Alors que Viktor Ianoukovitch était destitué par le Parlement ukrainien le 22 février 2014, la Russie perdait l’un de ses derniers soutiens politiques dans ce pays qu’elle a toujours considéré comme disposant d’une souveraineté limitée. La nécessité d’organiser une riposte devenait une impérieuse nécessité pour Vladimir Poutine tant sur le plan de la politique interne qu’en matière d’affaires internationales.
La destitution de Viktor Ianoukovitch, consécutive à sa fuite, a marqué la fin du contrôle de la Russie sur l’Ukraine. Bien que relativement indépendant, Viktor Ianoukovitch a été obligé d’opter pour un accord avec Moscou en novembre 2013 s’il voulait demeurer à la tête de l’Ukraine. Toutefois, il a été obligé de céder aux revendications pro-européennes et plus globalement à celles de la mise en place d’un Etat de droit. Ces événements ont mis en échec la politique de rapprochement de la Russie dans laquelle le Président Poutine s’est impliqué personnellement. Il ne pouvait se permettre de rester sans réponse vis-à-vis de son peuple.

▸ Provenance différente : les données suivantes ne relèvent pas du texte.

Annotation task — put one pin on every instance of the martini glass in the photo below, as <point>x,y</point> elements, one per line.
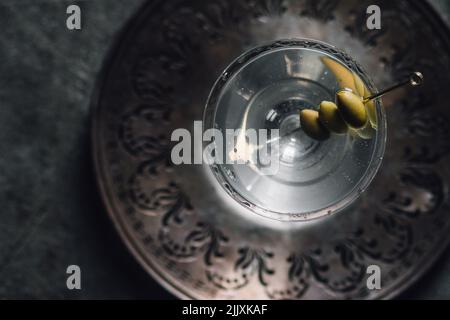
<point>265,89</point>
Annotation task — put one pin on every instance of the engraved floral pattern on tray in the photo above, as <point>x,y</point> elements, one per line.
<point>158,80</point>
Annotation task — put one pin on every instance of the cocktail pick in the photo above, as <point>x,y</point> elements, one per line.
<point>415,79</point>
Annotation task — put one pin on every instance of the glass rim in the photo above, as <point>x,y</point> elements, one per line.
<point>380,138</point>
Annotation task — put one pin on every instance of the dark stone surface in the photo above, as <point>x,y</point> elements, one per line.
<point>51,214</point>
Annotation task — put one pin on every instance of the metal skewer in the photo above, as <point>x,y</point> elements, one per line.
<point>415,79</point>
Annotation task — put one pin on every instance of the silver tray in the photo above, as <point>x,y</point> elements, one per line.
<point>191,236</point>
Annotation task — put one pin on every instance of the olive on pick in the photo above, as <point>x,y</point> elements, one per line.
<point>309,121</point>
<point>330,117</point>
<point>351,109</point>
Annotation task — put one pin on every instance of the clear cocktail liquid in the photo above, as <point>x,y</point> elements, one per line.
<point>312,177</point>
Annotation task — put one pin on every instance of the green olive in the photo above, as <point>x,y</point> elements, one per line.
<point>330,117</point>
<point>309,120</point>
<point>352,109</point>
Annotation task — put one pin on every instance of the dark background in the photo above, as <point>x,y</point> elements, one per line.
<point>51,214</point>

La Crimée : parfait instrument d’affaiblissement des nouvelles autorités ukrainiennes
La formation d’une identité nationale et la volonté de bâtir un Etat fort sont nées au sein du mouvement de Maïdan. C’est précisément tout ce que Vladimir a toujours refusé de voir émerger en Ukraine. Il en va de la réussite de son projet d’Union eurasienne (qu’il ne peut pas réaliser sans l’Ukraine) aussi bien que de la pérennité de sa légitimité comme dirigeant.
La Crimée, par la forte proportion de russophones et la présence autorisée par les accords de Kharkiv signés en 2010 de 14 000 soldats russes, était le territoire le plus abordable pour Moscou. De plus, il s’agit d’une position stratégique disposant d’un port en eaux profondes donnant un accès aux mers chaudes.

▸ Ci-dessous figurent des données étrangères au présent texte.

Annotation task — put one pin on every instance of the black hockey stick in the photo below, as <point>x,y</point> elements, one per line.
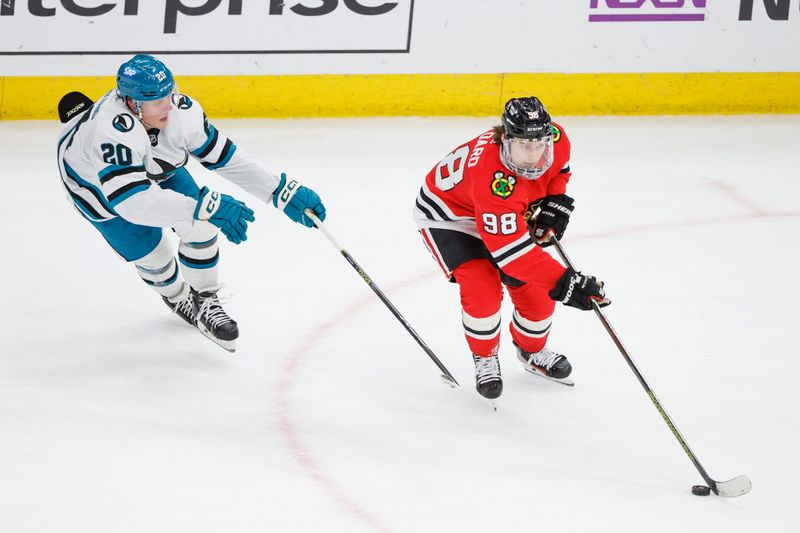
<point>737,486</point>
<point>447,377</point>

La Russie a testé une nouvelle méthode, reproduisant le scenario géorgien. Sauf que cette fois-ci, l’armée locale n’a pas cédé à la provocation et la Russie a dû monter un scénario inédit pour justifier son ingérence. Il a profité de quelques manifestations opposant des pro-russes et des pro-ukrainiens pour engager un processus bien calculé. La prise de contrôle de l’hémicycle du Parlement de Crimée par des hommes armés faisant élire comme premier ministre un personnage qui ne représente que 4% des votes lui a permis de mettre en place un pseudo processus aux apparences démocratiques.
Le rattachement de la Crimée à l’Ukraine en 1991 a été mal vécu par l’opinion publique russe qui dans une large majorité la considère comme sienne. Khrouchtchev dirigeant l’URSS depuis quelques mois seulement est souvent accusé d’avoir lui-même décidé de ce rattachement car il était considéré comme ukrainien. Il fut certes le dirigeant de la République socialiste soviétique d’Ukraine, mais il a grandi en Russie jusqu’à l’âge de 14 ans et il est issu de parents russes. De plus c’est le Presidium du Soviet Suprême qui a décidé de transférer la Crimée à la République socialiste soviétique d’Ukraine et promulgué le décret.

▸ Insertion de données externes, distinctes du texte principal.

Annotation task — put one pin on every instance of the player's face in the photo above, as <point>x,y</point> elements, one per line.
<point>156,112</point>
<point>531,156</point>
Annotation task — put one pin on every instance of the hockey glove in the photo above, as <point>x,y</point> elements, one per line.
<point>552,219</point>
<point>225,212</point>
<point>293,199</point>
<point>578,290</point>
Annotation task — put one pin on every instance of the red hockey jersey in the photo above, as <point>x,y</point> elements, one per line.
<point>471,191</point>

Les thèmes utilisés dans la guerre de l’information contre la présence ukrainienne en Crimée
Le « gouvernement de Maïdan » est illégal. Les russes parlent d’un putsch dans la mesure où toute loi doit être promulguée par le Président de la République pour être opposable. Le Parlement a voté toute une série de mesures, comprenant notamment le retour à la Constitution de 2004 (parlementaire), qui n’ont pas été promulguées par Viktor Ianoukovitch. Le Parlement a désigné son Président fraichement élu, Olexander Tourtchinov, comme Président par intérim de l’Ukraine en vertu de la constitution de 2004 après la destitution de Viktor Ianoukovitch. Or la loi permettant le retour de la Constitution de 2004 n’avait pas été promulguée et ce n’était donc pas au Président du Parlement de devenir Président par intérim mais au Premier Ministre en vertu de la constitution de 2010 toujours en vigueur.
Même si cet argument semble juste d’un point de vue stricto-sensu, on peut considérer que Viktor Ianoukovitch s’était engagé à promulguer la loi permettant le retour en vigueur de la Constitution de 2004 lors de l’accord signé avec l’opposition et les ministres des affaires étrangères du Groupe de Weimar (Allemagne, France et Pologne) le 21 février (soit la veille de cette nomination). En dépit d’une procédure de destitution parfaitement légale au regard du droit et adoptée à une écrasante majorité (328 voix pour et 0 contre), la Russie s’obstine à considérer Viktor Ianoukovitch comme la seule autorité légitime de l’Etat ukrainien.
Le nouveau gouvernement ukrainien est « nazi ». Seulement 3 membres de Svoboda le composent et aucun membre de Pravyi Sektor n’en fait partie. Il est important de rappeler que Svoboda, parti nationaliste ukrainien prône des valeurs très conservatrices au niveau des mœurs (contre l’avortement et la reconnaissance des droits des homosexuels) et discriminatoires en faveur des ukrainiens de souche (sur le modèle de la préférence nationale du FN et de la négation des droits des minorités). On fait parfois le procès de ce parti pour avoir tenu à l’origine des propos antisémites. Or depuis l’arrivée à sa tête d’Oleg Tiahnibok en 2004, le parti s’est éloigné des groupuscules néo-nazis qui le peuplaient et de toute référence antisémite. Igor Kolomoijskyi, Président de la communauté des juifs d’Ukraine a reconnu que Svoboda s’était clairement déplacé de l’extrême-droite au centre. De plus ce parti joue clairement le jeu parlementaire depuis qu’il a obtenu 37 députés aux législatives de 2012 et rejette toute forme d’action extrémiste.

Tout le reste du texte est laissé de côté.